How Louis Sel Came to Be

Ever since her first trip to France in high school, founder of Louis Sel, Karen Pevenstein, “...fell in love with France” and the rest was history. From living there briefly in her 20’s to vacationing and falling in love with Brittany in 2014, Karen has always found herself drawn to the beautiful country and the amazing cuisine. 

Over ten years ago, Karen visited a food fair in Paris, France, filled with different vendors where she sampled everything you could imagine including jams and jellies, escargot, and salts. She left the fair with a tub of L’Atelier du Sel’s’s herb salt and sprinkled it on anything she could eat when she arrived home. 

Karen quickly fell in love with the salts and could never find a salt brand that compared to L’Atelier du Sel’s. During Karen’s travels to France, she discovered the food fair was still up and running, and everytime she travelled back to Paris, she tried the other types of salt and brought them back home for her friends, family, and colleagues to enjoy. Everyone was impressed with the quality and tastes of the salts- so much so that one of her friends recommended she import the salts to the United States.

“It became kind of a joke that I came back from France with like ten to 20 bags of salt,” Karen said.

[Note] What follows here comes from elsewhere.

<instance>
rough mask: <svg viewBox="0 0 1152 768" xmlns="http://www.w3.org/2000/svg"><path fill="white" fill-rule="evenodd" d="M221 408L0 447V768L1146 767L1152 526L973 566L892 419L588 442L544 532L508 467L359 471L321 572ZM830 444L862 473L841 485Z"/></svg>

Karen decided to research the idea and then approached the farmers to learn more about their craft and product.. Karen then travelled to Guerande in Brittany to spend an entire week with the salt farmers, learning all about the region, the salt making process, and the uniqueness of the salts.

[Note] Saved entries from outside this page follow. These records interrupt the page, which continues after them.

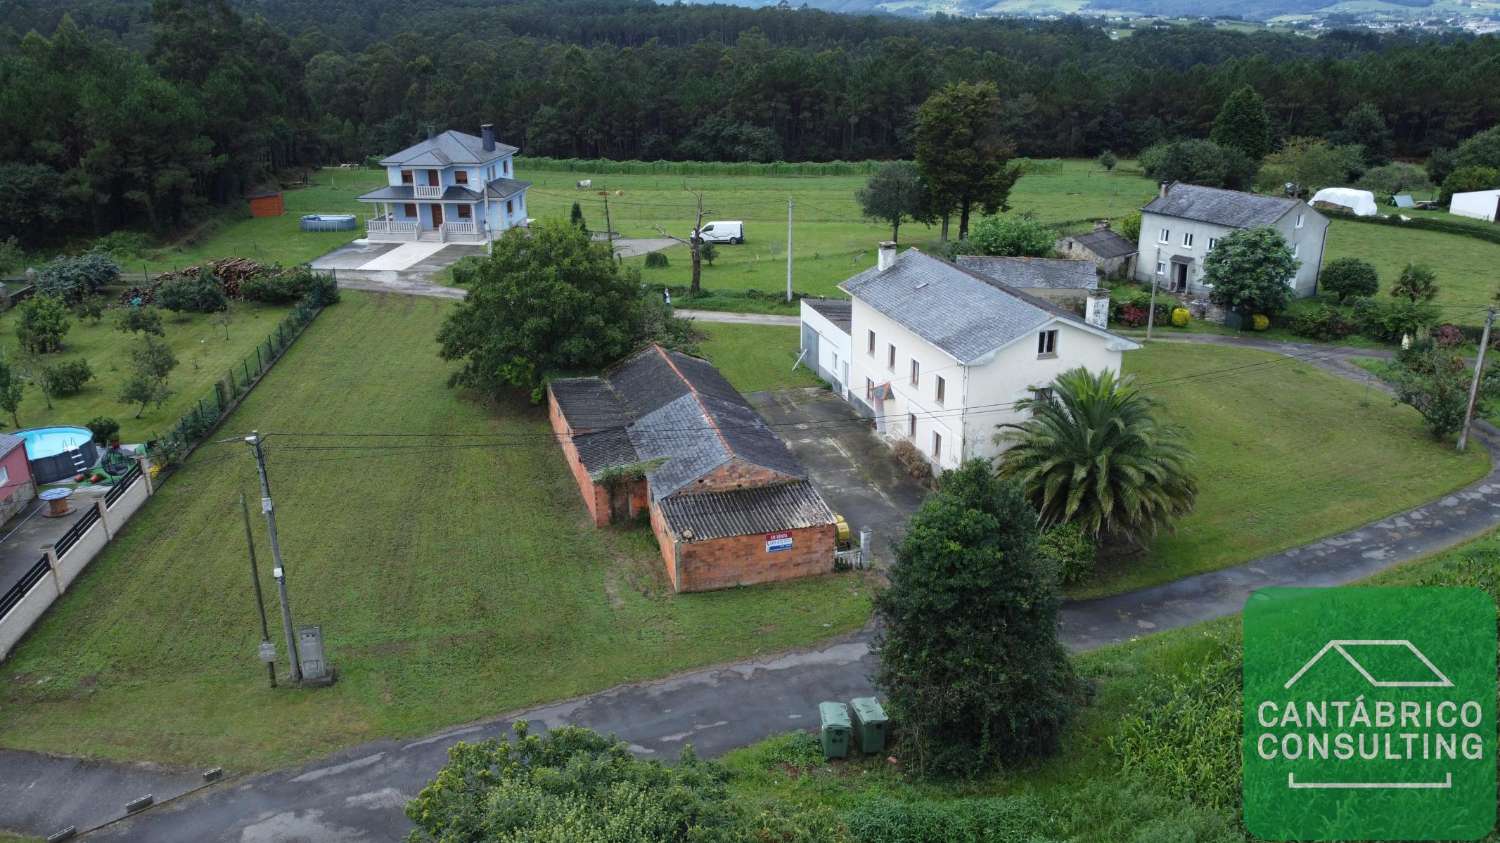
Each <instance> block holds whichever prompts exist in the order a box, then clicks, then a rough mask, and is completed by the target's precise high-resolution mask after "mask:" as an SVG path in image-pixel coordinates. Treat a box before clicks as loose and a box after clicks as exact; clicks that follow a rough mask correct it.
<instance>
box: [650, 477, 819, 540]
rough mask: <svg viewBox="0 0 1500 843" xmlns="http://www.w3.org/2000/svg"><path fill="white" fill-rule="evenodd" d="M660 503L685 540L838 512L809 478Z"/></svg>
mask: <svg viewBox="0 0 1500 843" xmlns="http://www.w3.org/2000/svg"><path fill="white" fill-rule="evenodd" d="M660 505H661V516H663V517H664V519H666V525H667V529H670V531H672V534H673V535H678V537H679V538H681V540H684V541H706V540H711V538H724V537H727V535H748V534H754V532H780V531H783V529H799V528H802V526H817V525H822V523H832V520H834V511H832V510H831V508H828V502H825V501H823V496H822V495H819V493H817V489H814V487H813V484H811V483H808V481H807V480H796V481H793V483H778V484H775V486H753V487H748V489H735V490H730V492H700V493H694V495H673V496H670V498H666V499H663V501H661V504H660Z"/></svg>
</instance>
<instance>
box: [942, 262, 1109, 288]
mask: <svg viewBox="0 0 1500 843" xmlns="http://www.w3.org/2000/svg"><path fill="white" fill-rule="evenodd" d="M954 263H956V264H959V267H962V269H966V270H969V272H972V273H977V275H983V276H984V278H989V279H993V281H998V282H1001V284H1004V285H1007V287H1014V288H1017V290H1094V288H1095V287H1098V285H1100V272H1098V269H1097V267H1095V266H1094V261H1068V260H1056V258H992V257H987V255H959V260H957V261H954Z"/></svg>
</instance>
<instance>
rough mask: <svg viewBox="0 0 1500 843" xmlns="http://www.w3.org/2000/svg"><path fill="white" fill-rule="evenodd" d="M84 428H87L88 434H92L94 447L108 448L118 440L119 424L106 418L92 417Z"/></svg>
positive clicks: (114, 420)
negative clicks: (98, 446) (95, 444)
mask: <svg viewBox="0 0 1500 843" xmlns="http://www.w3.org/2000/svg"><path fill="white" fill-rule="evenodd" d="M84 428H89V432H90V434H93V441H95V444H96V446H108V444H110V443H113V441H115V440H117V438H120V423H118V422H115V420H114V419H110V417H108V416H95V417H93V419H90V420H89V423H87V425H84Z"/></svg>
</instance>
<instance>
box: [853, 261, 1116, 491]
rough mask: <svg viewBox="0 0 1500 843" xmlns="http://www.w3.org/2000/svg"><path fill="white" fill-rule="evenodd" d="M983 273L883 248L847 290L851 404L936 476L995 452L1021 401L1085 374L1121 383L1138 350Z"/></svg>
mask: <svg viewBox="0 0 1500 843" xmlns="http://www.w3.org/2000/svg"><path fill="white" fill-rule="evenodd" d="M996 266H998V264H992V266H990V269H992V273H990V275H981V273H977V272H971V270H968V269H965V267H962V266H957V264H953V263H948V261H945V260H941V258H935V257H932V255H927V254H924V252H919V251H916V249H907V251H906V252H901V254H897V252H895V246H894V245H889V243H882V245H880V251H879V263H877V264H876V266H874V267H871V269H868V270H865V272H862V273H859V275H856V276H853V278H850V279H847V281H844V282H843V284H841V285H840V288H841V290H843V291H844V293H847V294H849V299H850V315H849V335H850V344H852V354H850V372H849V401H850V404H853V405H855V407H856V408H858V410H859V411H861V413H864V414H867V416H871V417H873V419H874V420H876V428H877V429H879V431H880V432H882V434H883V435H885V437H888V438H892V440H909V441H910V443H912V444H913V446H915V447H916V450H919V452H921V453H922V455H924V456H927V459H929V460H930V462H932V463H933V465H935V466H936V468H941V469H942V468H956V466H957V465H959V463H960V462H963V460H965V459H971V458H993V456H995V455H998V453H999V452H1001V450H1002V449H1001V446H999V444H996V441H995V435H996V432H998V431H996V426H998V425H1002V423H1007V422H1019V420H1022V419H1023V416H1022V414H1020V413H1017V411H1016V407H1014V405H1016V402H1017V401H1020V399H1025V398H1031V396H1032V395H1035V393H1037V392H1038V390H1046V389H1047V387H1049V386H1050V384H1052V383H1053V381H1055V380H1056V378H1058V375H1061V374H1062V372H1065V371H1068V369H1074V368H1079V366H1083V368H1086V369H1089V371H1101V369H1113V371H1116V372H1119V369H1121V356H1122V353H1124V351H1130V350H1134V348H1140V347H1139V345H1137V344H1136V342H1131V341H1130V339H1125V338H1122V336H1118V335H1115V333H1110V332H1109V330H1107V329H1104V327H1100V326H1095V324H1089V323H1088V321H1085V320H1083V318H1080V317H1076V315H1074V314H1073V312H1071V311H1067V309H1064V308H1059V306H1058V305H1053V303H1052V302H1047V300H1046V299H1041V297H1037V296H1032V294H1029V293H1026V291H1023V290H1019V288H1016V287H1011V285H1008V284H1007V282H1005V281H1004V278H1005V276H1004V275H1002V273H1001V272H999V270H996V269H995V267H996Z"/></svg>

“I fell in love with Brittany and the region and the salts even more… That’s how it really kind of started, and the rest was built from there,” she said.

Karen never envisioned opening a French sea salt business but found a unique product that she loved, and was extremely passionate about sharing.  She knew people would fall in love with the salts, just like she did. 

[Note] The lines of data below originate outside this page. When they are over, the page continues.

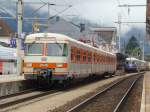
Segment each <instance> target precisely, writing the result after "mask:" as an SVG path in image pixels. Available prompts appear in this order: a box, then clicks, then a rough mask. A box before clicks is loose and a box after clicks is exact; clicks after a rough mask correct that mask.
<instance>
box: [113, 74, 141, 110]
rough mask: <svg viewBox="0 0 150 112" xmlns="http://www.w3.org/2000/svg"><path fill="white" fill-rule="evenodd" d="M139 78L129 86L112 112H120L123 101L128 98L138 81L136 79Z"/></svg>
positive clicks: (122, 105) (135, 80)
mask: <svg viewBox="0 0 150 112" xmlns="http://www.w3.org/2000/svg"><path fill="white" fill-rule="evenodd" d="M140 78H141V76H139V77H138V78H136V80H134V81H133V82H132V84H131V86H130V87H129V89H128V90H127V91H126V93H125V94H124V96H123V97H122V98H121V100H120V102H119V103H118V104H117V106H116V107H115V109H114V111H113V112H120V109H121V107H122V106H123V104H124V103H125V101H126V100H127V98H128V97H129V94H130V93H131V91H132V89H133V87H134V86H135V84H136V82H137V81H138V79H140Z"/></svg>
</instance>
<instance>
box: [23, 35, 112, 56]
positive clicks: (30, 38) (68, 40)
mask: <svg viewBox="0 0 150 112" xmlns="http://www.w3.org/2000/svg"><path fill="white" fill-rule="evenodd" d="M41 37H54V38H56V39H59V40H61V41H71V42H74V43H77V44H80V45H84V46H86V47H89V48H93V49H95V50H100V51H102V52H105V53H109V54H111V55H115V54H114V53H111V52H107V51H104V50H102V49H99V48H96V47H93V46H91V45H88V44H86V43H83V42H80V41H78V40H75V39H73V38H70V37H69V36H66V35H63V34H58V33H35V34H30V35H27V36H26V39H29V40H35V39H36V38H41ZM25 42H26V41H25Z"/></svg>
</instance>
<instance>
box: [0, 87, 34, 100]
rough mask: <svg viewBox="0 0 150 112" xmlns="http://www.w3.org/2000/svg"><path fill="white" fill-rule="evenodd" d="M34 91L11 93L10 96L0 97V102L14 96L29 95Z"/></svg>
mask: <svg viewBox="0 0 150 112" xmlns="http://www.w3.org/2000/svg"><path fill="white" fill-rule="evenodd" d="M35 90H36V89H28V90H24V91H20V92H17V93H12V94H8V95H4V96H0V100H2V99H5V98H10V97H15V96H18V95H23V94H27V93H31V92H33V91H35Z"/></svg>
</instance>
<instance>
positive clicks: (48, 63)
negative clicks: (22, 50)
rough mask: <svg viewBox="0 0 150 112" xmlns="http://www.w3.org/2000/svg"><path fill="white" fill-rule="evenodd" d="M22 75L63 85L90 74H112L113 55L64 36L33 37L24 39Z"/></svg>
mask: <svg viewBox="0 0 150 112" xmlns="http://www.w3.org/2000/svg"><path fill="white" fill-rule="evenodd" d="M25 44H26V47H25V56H24V74H25V76H26V77H27V78H34V79H37V78H38V77H44V78H48V79H50V80H58V81H65V80H68V79H73V78H84V77H88V76H89V75H92V74H97V75H102V74H103V73H114V72H115V71H116V55H115V54H112V53H109V52H105V51H103V50H100V49H98V48H95V47H93V46H90V45H87V44H85V43H82V42H80V41H77V40H74V39H72V38H70V37H68V36H66V35H62V34H55V33H36V34H31V35H28V36H27V37H26V39H25Z"/></svg>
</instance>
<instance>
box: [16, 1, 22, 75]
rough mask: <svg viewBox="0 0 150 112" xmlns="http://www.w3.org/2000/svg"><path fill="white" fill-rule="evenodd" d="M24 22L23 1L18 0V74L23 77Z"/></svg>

When she received her first shipment, she recalled having felt an “amazing sense of accomplishment.” Soon thereafter, sales began. “I will never forget  the first time I saw sales coming through and I thought ‘oh my gosh this is so exciting.’ It was right around Thanksgiving so it was fun to see  the immediate traction. 

Like any other entrepreneur and small business owner, Louis Sel has been a work in progress for Karen. When it first launched, Louis Sel started as a small, word-of-mouth online shop. Now, Karen has her own pop-up shop in Newton, Massachusetts that’s here open until December 31st.  Louis Sel has been featured in Forbes, The Boston Globe and Karen was honored to be awarded the Women in Business Award by the French Chamber of Commerce of New England (FACCNE). Karen has been rewarded by the “sense of achievement” that you can only experience when you follow your passion. 

“I tell people it's in the taste. Once you taste it on your food and you start cooking with it, using it as a finishing salt, you’ll never find anything else like it,” she said. “I think that’s what our customers have found and why they keep coming back to ordering more.”